Nous nous dirigeons vers une porte agricole. Le sol est calciné devant la grille fermée et ceintrée de barbelés. Abou Azzam me montre du doigt une calèche remplie de foin à laquelle est harnachée une mule. A ses coté, un couple de paysans patiente. « Ils attendent l’ouverture de la porte pour rentrer au village ».
Plus loin nous traversons un gigantesque chantier qui cisaille l’oliveraie en deux perpendiculairement au tracé du mur. « Les colons ont exigé cette route pour éviter de passer par le village de Azzoun, où ils craignent les attaques sur le chemin de leurs colonies. Du coup, on leur fait ce tronçon. Il est bien sûr sur des terres palestiniennes. Comme les Palestiniens ne peuvent naturellement pas l’employer, les israéliens nous ont fait un tunnel qui passe dessous pour relier Azzoun et Jayyous. Mais il est si étroit qu’on n’y passe qu’une voiture à fois ». Cette réalité contraste avec l’envergure du projet alloué aux colons qui sera une autoroute à au moins deux voies.

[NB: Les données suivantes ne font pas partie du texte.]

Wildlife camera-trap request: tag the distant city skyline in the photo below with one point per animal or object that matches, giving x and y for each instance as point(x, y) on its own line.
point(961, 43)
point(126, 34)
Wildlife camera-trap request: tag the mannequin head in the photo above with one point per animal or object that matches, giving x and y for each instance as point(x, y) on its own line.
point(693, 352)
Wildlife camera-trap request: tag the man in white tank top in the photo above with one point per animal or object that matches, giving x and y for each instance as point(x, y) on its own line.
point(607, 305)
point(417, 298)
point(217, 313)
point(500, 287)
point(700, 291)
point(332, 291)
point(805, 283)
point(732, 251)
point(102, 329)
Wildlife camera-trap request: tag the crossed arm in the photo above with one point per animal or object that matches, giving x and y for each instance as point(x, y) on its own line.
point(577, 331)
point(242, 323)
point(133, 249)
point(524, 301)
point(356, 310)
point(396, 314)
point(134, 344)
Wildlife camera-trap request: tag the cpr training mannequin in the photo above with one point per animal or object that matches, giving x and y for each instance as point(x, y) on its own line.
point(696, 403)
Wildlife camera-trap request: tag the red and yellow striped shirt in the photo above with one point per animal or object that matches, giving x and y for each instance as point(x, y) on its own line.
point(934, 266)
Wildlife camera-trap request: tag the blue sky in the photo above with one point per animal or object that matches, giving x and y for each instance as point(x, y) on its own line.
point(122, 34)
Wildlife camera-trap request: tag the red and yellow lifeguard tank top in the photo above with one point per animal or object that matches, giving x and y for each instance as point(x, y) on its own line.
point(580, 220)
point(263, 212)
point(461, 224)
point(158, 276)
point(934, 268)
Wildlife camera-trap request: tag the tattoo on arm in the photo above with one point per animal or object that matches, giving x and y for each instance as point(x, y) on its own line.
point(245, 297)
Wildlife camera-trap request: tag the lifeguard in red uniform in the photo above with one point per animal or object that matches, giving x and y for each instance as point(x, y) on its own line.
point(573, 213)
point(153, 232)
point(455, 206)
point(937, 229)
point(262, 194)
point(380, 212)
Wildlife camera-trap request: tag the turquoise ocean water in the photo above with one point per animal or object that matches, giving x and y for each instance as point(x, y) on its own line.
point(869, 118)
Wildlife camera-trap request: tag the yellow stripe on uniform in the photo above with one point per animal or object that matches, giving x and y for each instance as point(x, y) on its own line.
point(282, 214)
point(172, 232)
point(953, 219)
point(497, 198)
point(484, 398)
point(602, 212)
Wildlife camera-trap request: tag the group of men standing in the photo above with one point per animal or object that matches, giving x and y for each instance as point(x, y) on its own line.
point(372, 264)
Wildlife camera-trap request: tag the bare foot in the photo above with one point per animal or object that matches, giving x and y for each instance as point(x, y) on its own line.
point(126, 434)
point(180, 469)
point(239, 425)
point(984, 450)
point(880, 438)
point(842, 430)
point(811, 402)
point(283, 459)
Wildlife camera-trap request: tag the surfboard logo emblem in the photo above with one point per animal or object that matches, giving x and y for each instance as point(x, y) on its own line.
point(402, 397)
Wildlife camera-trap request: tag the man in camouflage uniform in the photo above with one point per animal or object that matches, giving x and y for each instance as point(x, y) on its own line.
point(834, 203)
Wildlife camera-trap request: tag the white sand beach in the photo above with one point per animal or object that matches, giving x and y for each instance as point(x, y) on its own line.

Nous rebroussons chemin vers Jayyous et montons sur un tertre où croît une jeune oliveraie. « Ce terrain fait partie des terres récupérées récemment. C’est pour cela que les oliviers y sont jeunes. Tous les autres arbres ont étés arrachés par les israéliens lorsqu’ils occupaient la terre ». En bordure d’une bicoque construite hâtivement, on peut apercevoir un olivier manifestement plus vieux que les autres. « Lui c’est un rescapé », raconte Abou Azzam, il a au moins 1000 ans. Cette assertion fait sourire Yakov qui me glisse qu’il ne devrait pas avoir plus de 200 ans, ce qui est déjà très honorable.
Nous nous rapprochons de Jayyous. Abou Azzam énumère calmement les exactions auxquelles ont du faire face les habitants du village à l’époque où le mur passait plus près et durant les intifadah : « Arrachages des vergers, meurtre du cheptel par balle ou avec des grenades lacrymogènes jetées dans les étables ou des abeilles dans les ruches avec les mêmes procédés, percement des citernes, endommagement des chauffe-eau par balle pour ne parler que du matériel. Les agressions voire les meurtres de palestiniens ont endeuillé chaque village, chaque famille ».
En pénétrant dans Jayyous, Abou Azzam fait un crochet par le centre communal du village. Il me pointe du doigt le bâtiment et m’explique : « Ici, chaque année, nous logeons des volontaires internationaux qui viennent donner un coup de main aux activités agricoles comme la récolte des olives et d’autres travaux des champs. On peut en loger plus d’une quinzaine. Chaque année, ils viennent. Ca met de la vie dans le village et ça donne beaucoup d’espoir aux gens de voir des étrangers venir de si loin pour nous soutenir et puis témoigner de ce qu’il se passe ici ». Lorsqu’on lui demande comment il envisage l’avenir, Abou Azzam répond entre fatalisme et détermination, dont seuls les Palestiniens ont le secret: « Nous avons beaucoup perdu, beaucoup de ce que nous ne reverrons jamais, mais nous ne pouvons pas nous résigner à perdre encore, et c’est pour ça que nous continuerons à nous battre ».
Depuis, le comité d’Abou Azzam a organisé une réunion avec les autres comités, interpellé le maire de Jayyous et a transmit ses doléances au DCO Palestinien de Qalqilyah en attendant une réponse de sa part ainsi que des protestations officielles auprès des autorités israéliennes. Il continue également la mobilisation en étroite collaboration avec les ONG de défense de droit de l’homme israéliennes.